Lasseur grinste übers ganze Gesicht, was Hawkwood gar nicht überraschte. Als Kapitän eines Kaperschiffs, ein Menschenschlag, der nicht gerade wegen seiner Gesetzestreue berühmt ist – egal, ob es sich dabei um maritime oder andere Gesetze handelte -, war der Franzose ganz offenbar überzeugt, dass er es hier mit einem Gleichgesinnten zu tun hatte.
»Wo haben Sie Französisch gelernt?«, fragte Lasseur.
»Durchs Huren und Handeln hauptsächlich«, lachte Gideon. »Es ist unglaublich, was man da an Vokabular aufschnappt. Es geht nichts über Beischlaf und Kommerz, um seinen geistigen Horizont zu erweitern.«
»Und Sie haben keine Gewissensbisse, Leuten wie uns zu helfen? Unsere Länder sind doch Kriegsgegner.«
Gideon schüttelte wegwerfend den Kopf. »Hier wird schon seit fünfhundert Jahren geschmuggelt, vielleicht noch viel länger.
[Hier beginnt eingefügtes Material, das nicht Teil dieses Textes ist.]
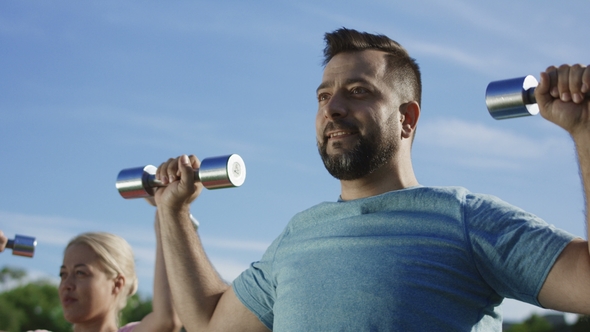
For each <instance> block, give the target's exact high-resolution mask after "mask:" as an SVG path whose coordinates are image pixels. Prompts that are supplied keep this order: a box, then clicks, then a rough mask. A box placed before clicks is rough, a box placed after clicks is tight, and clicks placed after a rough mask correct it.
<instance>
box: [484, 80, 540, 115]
mask: <svg viewBox="0 0 590 332" xmlns="http://www.w3.org/2000/svg"><path fill="white" fill-rule="evenodd" d="M537 85H539V82H537V79H536V78H535V77H534V76H532V75H528V76H525V77H518V78H512V79H508V80H502V81H495V82H491V83H490V84H488V87H487V89H486V105H487V107H488V111H489V112H490V115H491V116H492V117H493V118H494V119H496V120H502V119H511V118H517V117H521V116H529V115H537V114H538V113H539V106H538V105H537V100H536V98H535V88H536V87H537Z"/></svg>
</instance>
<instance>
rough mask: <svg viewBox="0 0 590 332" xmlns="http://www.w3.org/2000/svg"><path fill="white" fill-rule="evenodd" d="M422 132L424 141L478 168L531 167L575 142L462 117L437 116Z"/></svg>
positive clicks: (465, 162) (427, 145)
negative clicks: (492, 125)
mask: <svg viewBox="0 0 590 332" xmlns="http://www.w3.org/2000/svg"><path fill="white" fill-rule="evenodd" d="M419 131H420V135H419V136H418V137H419V138H417V140H419V141H420V144H424V145H425V146H427V147H433V148H438V149H440V148H442V149H446V150H448V151H452V152H453V153H455V154H461V155H462V158H460V159H458V162H461V163H463V164H465V165H469V166H474V167H485V168H520V167H527V166H526V165H527V164H530V163H531V162H532V161H537V160H541V159H543V158H550V157H553V158H554V157H556V156H560V155H562V154H563V153H564V151H570V150H571V143H570V142H569V141H567V140H566V139H564V138H561V137H554V136H551V135H548V136H546V137H543V138H542V139H535V138H532V137H530V136H526V135H524V134H520V133H515V132H513V131H510V130H506V129H497V128H493V127H490V126H486V125H484V124H481V123H477V122H468V121H463V120H459V119H436V120H434V121H430V122H426V123H424V124H420V129H419Z"/></svg>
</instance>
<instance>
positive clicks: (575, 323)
mask: <svg viewBox="0 0 590 332" xmlns="http://www.w3.org/2000/svg"><path fill="white" fill-rule="evenodd" d="M587 331H590V316H579V318H578V321H577V322H576V323H575V324H574V325H572V329H571V332H587Z"/></svg>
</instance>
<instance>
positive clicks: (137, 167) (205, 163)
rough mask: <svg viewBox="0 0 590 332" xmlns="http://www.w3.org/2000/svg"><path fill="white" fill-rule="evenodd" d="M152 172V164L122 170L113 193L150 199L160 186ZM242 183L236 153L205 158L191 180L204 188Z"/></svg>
mask: <svg viewBox="0 0 590 332" xmlns="http://www.w3.org/2000/svg"><path fill="white" fill-rule="evenodd" d="M156 170H157V168H156V167H155V166H152V165H147V166H144V167H135V168H128V169H124V170H122V171H121V172H119V175H118V176H117V182H116V187H117V190H118V191H119V193H120V194H121V196H122V197H123V198H127V199H130V198H142V197H149V196H153V195H154V188H156V187H162V186H163V185H162V183H161V182H160V181H158V180H156V177H155V174H156ZM245 180H246V165H245V164H244V160H242V158H241V157H240V156H239V155H237V154H232V155H228V156H219V157H211V158H205V159H203V161H202V162H201V166H200V168H199V169H197V170H195V181H200V182H201V183H202V184H203V186H204V187H205V188H207V189H221V188H231V187H239V186H241V185H242V184H243V183H244V181H245Z"/></svg>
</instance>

Das haben auch Kriege nie ändern können, und es wird sich auch jetzt nichts ändern. Und auch dieser Krieg wird nicht ewig dauern. Ich hoffe, Sie verzeihen mir, Captain, aber jeder Blinde sieht doch, dass Ihr Kaiser den Krieg verliert. Ich bin zwar keine Spielernatur, aber selbst ich würde die Fracht eines ganzen Jahres darauf setzen, dass es nach diesem Krieg noch einen geben wird, und wahrscheinlich danach noch weitere. Und es wird immer Männer wie mich geben, die hier ihre Geschäfte machen, auch wenn ich schon längst tot und begraben bin. Es ist fast ein Naturgesetz. Genauso gut könnte man versuchen, das Atmen zu verbieten. Und deshalb sind Sie für mich nur zwei weitere Frachtstücke.«
»Ein Freund sagte mir mal, die erste Regel im Handelsverkehr sei, nie zuzulassen, dass einem politische Differenzen in die Quere kommen«, sagte Hawkwood.
»Hat er das? Nun, das war ein kluger Mann, Ihr Freund«, sagte Gideon. »Ist er auch Geschäftsmann?«
Wenn du wüsstest , dachte Hawkwood. »Er hat ein paar Mal damit zu tun gehabt.«
»Dann erhebe ich mein Glas auf ihn.«
»Ich auch«, sagte Lasseur. Er sah Hawkwood von der Seite an. »Also, das ist wirklich ein außergewöhnlich guter Brandy, und ich weiß gar nicht mehr, wie lange ich schon nichts Vernünftiges mehr getrunken habe.«
Lasseur erhob stumm sein Glas und trank.